I’m guessing, then, that he still has nightmare flashbacks whenever he hears the words: “Cashier number four, please.”

Though I suspect those will be replaced forever after with a new mental image.

One limo, an open door and two dozen girls, on the French Riviera.

Sue is court out by her choice of words SUE Barker, right, at Wimbledon: “The ladies’ quarter final draw is now complete and very bottom heavy it is, too.”

That’s no way to talk about Serena Williams, Sue.

This week’s Couch Potato Spuduhate awards:

* Channel 4’s continuity announcer feeling the need to tell us: “Don’t try this at home,” before extreme sports enthusiasts walked across an icy tightrope over a chasm 2,660 metres above sea level in the French Alps, on Daredevils: Life On The Edge.

* Russell Brand disappearing up his own backside on Sky Atlantic’s BrandX.

* ITV1 comparing the phenomenal Spanish football team to “boring”

Steve Davis and Geoffrey Boycott.

* Paddy McGuinness’s Irish dancing at the start and end of yet another panel show we don’t need, ITV1’s Mad Mad World (Michael Flatley’s got a lot to answer for, but not half as much as Dermot O’Leary).

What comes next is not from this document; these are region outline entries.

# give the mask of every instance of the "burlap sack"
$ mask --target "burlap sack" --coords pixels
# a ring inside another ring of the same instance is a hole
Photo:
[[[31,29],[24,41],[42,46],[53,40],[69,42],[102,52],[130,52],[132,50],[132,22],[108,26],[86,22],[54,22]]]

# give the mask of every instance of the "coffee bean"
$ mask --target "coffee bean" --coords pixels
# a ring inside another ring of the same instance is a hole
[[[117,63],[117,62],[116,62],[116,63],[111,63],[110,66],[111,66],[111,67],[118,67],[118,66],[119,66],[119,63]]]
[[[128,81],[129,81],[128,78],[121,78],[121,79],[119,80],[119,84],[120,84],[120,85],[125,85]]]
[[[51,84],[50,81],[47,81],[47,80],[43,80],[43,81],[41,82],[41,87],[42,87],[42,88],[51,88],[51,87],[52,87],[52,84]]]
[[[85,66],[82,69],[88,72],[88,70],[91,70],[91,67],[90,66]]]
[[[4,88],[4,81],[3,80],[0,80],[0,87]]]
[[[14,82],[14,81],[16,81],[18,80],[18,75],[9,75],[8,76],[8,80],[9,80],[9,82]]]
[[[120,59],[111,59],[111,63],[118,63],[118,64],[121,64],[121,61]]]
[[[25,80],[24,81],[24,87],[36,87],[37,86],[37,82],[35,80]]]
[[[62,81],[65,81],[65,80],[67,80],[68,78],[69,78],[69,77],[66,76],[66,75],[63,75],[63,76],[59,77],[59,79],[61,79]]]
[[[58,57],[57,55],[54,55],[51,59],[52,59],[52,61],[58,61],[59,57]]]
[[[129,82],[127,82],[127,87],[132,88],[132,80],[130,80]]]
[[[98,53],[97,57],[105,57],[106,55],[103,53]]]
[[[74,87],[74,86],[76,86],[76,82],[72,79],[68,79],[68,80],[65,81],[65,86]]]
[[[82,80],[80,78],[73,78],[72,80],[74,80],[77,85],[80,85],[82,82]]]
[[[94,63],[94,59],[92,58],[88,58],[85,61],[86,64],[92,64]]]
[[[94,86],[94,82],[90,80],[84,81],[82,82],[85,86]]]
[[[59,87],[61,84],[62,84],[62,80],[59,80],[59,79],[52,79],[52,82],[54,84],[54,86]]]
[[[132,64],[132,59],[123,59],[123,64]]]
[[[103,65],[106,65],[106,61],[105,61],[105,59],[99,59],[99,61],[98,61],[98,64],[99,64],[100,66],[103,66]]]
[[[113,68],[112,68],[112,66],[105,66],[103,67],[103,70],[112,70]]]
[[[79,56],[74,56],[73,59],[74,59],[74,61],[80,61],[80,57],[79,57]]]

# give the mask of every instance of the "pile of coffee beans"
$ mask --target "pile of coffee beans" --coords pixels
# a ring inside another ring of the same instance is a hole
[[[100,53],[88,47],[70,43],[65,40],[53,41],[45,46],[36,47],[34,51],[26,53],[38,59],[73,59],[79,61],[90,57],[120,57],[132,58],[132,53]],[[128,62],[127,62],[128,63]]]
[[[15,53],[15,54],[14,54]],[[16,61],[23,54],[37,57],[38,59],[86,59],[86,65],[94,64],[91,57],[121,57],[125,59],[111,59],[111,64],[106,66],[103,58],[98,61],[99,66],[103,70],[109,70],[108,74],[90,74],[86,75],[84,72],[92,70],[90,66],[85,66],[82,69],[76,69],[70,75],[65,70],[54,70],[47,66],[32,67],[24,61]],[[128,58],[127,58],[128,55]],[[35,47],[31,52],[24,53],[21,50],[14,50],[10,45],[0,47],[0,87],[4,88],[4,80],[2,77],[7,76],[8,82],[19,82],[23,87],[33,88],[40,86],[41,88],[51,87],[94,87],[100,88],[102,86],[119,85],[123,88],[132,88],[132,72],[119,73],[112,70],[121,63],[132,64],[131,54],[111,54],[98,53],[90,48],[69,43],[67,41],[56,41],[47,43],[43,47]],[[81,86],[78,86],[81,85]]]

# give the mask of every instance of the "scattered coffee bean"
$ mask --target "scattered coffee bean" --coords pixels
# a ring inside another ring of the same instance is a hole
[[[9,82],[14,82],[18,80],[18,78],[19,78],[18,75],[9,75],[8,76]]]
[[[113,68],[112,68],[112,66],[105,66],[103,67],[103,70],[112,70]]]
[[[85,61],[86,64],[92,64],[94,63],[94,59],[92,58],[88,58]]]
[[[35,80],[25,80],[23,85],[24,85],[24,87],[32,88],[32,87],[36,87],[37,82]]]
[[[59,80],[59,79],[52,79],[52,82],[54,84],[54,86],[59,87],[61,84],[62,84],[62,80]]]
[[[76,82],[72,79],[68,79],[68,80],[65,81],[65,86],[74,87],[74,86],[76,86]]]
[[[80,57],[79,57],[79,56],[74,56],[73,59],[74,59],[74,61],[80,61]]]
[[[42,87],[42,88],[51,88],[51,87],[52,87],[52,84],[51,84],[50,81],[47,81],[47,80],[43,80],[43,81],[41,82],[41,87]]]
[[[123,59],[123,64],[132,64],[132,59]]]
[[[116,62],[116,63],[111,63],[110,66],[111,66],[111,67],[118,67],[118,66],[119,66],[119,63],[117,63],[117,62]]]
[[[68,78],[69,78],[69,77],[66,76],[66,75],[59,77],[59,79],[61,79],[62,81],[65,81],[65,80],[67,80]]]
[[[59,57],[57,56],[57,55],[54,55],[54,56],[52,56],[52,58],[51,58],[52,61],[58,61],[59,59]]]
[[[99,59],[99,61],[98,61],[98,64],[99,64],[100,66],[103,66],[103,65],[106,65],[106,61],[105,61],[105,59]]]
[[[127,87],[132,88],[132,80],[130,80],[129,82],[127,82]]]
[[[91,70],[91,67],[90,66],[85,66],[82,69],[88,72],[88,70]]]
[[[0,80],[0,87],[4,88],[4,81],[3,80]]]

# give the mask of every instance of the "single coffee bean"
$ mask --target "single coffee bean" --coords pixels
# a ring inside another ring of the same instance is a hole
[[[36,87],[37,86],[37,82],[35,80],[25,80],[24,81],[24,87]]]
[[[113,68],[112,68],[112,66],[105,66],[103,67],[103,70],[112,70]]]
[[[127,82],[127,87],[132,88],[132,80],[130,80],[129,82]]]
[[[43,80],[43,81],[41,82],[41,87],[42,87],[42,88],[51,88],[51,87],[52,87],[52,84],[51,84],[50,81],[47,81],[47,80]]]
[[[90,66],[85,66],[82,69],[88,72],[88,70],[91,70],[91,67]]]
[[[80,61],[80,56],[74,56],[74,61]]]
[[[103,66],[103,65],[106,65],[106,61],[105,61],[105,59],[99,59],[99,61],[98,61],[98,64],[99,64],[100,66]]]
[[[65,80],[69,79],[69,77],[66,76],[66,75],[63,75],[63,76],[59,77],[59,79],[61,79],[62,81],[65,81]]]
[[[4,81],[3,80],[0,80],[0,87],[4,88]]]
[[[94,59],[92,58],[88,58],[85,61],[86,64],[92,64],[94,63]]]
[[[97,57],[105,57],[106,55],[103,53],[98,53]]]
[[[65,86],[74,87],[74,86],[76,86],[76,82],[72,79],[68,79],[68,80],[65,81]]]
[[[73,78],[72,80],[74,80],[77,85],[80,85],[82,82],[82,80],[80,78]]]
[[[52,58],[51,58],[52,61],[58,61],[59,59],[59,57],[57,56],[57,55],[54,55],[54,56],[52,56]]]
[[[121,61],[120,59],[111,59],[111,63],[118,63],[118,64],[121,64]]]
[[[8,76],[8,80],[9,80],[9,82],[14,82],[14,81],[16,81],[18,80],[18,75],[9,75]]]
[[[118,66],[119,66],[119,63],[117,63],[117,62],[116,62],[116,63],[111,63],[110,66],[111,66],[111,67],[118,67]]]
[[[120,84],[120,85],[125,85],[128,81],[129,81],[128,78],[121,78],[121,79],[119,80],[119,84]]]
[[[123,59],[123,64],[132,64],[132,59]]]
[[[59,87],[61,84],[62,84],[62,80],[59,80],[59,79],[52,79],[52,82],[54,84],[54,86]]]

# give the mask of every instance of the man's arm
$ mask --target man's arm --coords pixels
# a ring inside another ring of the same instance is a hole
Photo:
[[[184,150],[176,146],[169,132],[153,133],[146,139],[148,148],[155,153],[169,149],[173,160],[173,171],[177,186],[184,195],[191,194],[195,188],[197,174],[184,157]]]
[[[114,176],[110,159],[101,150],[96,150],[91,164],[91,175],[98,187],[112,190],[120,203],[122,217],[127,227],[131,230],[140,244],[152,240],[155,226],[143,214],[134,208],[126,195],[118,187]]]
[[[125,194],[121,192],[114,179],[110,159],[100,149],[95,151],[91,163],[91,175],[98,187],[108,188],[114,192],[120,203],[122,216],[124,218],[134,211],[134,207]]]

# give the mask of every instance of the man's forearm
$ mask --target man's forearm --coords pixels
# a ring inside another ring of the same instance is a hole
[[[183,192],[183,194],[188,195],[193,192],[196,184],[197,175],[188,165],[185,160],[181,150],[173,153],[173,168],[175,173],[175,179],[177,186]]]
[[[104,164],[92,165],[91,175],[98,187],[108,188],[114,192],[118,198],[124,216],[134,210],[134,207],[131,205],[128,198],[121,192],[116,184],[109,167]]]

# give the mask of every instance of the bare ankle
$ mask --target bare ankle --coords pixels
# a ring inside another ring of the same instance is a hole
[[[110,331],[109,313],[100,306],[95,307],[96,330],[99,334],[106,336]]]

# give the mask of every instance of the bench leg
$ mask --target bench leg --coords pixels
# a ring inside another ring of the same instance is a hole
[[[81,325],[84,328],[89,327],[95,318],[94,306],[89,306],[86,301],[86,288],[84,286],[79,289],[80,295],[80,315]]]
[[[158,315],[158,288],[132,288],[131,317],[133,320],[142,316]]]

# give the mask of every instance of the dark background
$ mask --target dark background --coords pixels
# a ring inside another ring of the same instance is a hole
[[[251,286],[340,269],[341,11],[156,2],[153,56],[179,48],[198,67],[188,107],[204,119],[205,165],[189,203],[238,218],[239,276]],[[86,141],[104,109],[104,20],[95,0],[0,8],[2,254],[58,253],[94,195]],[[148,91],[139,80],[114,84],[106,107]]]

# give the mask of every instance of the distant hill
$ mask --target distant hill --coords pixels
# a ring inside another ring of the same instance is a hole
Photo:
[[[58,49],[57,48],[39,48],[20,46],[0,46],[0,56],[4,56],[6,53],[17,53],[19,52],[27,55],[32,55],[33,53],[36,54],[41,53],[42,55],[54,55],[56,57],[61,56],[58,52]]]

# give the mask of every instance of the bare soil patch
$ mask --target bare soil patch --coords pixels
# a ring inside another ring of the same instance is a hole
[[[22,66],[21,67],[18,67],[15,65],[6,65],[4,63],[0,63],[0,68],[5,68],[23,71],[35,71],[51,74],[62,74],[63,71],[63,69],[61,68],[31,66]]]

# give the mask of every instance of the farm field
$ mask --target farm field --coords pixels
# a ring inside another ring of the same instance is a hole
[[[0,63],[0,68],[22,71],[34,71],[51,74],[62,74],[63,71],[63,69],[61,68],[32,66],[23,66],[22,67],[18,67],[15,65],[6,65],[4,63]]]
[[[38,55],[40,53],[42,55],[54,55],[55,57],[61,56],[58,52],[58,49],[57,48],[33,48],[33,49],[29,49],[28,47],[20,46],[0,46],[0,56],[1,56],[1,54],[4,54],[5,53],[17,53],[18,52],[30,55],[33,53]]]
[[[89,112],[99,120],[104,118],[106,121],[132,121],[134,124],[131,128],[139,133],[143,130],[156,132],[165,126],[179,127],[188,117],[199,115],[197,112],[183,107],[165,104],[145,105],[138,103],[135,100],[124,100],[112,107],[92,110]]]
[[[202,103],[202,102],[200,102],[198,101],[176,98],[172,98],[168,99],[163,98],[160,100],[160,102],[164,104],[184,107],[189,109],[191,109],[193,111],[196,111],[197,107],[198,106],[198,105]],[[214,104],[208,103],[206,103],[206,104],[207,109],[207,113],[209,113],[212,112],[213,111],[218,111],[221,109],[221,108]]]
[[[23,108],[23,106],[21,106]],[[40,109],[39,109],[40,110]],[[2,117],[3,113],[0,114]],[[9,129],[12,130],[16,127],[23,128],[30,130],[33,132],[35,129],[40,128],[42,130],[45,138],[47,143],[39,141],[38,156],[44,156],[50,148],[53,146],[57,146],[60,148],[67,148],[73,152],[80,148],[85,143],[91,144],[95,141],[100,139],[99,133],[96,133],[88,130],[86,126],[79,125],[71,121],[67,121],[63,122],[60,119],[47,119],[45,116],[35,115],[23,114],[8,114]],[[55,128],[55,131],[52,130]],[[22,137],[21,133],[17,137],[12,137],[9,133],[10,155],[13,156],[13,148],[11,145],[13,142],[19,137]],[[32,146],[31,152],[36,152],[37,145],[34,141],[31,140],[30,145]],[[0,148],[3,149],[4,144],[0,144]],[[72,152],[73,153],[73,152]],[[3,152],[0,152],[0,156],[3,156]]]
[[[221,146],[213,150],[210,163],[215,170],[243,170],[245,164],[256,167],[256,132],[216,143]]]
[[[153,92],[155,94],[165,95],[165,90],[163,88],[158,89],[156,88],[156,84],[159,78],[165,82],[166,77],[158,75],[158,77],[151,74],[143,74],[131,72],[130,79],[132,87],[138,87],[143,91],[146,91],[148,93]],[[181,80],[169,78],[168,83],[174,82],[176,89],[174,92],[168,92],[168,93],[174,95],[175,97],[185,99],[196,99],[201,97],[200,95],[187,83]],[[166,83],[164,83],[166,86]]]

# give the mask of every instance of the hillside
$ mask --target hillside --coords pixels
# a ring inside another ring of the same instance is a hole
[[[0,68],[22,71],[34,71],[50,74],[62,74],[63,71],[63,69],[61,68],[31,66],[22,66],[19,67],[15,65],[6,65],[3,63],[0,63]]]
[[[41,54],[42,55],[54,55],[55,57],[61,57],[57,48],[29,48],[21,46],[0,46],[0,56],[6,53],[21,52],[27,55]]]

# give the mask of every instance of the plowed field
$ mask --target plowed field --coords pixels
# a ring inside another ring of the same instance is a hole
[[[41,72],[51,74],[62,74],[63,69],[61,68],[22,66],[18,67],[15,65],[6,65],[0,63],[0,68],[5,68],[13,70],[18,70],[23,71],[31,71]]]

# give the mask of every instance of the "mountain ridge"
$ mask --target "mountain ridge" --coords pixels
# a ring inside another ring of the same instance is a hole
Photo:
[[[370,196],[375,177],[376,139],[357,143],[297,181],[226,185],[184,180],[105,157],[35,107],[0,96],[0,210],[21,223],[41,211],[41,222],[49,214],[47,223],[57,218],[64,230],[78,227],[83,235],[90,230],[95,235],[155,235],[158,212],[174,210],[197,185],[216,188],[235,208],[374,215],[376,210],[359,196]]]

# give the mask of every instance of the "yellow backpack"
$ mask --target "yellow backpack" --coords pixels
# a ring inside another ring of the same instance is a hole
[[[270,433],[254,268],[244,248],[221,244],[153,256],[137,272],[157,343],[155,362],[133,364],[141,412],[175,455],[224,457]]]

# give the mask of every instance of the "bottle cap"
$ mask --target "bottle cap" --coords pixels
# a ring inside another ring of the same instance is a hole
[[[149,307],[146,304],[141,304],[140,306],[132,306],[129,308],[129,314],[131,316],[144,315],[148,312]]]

* Krishnan Guru-Murthy ending an interview on Sunday evening’s Channel 4 News by saying: “Jo Pavey, thank you very much indeed for joining us tonight.

Sorry, Joyce Pavey.”

“I’m Joice Maduaka.”

* And BBC News misspelling the name of its own new director general on Wednesday lunchtime.

So here’s a bit of career advice to whoever writes the on-screen captions.

‘Entwistle,’ as in George, does not have an ‘H’ in the middle.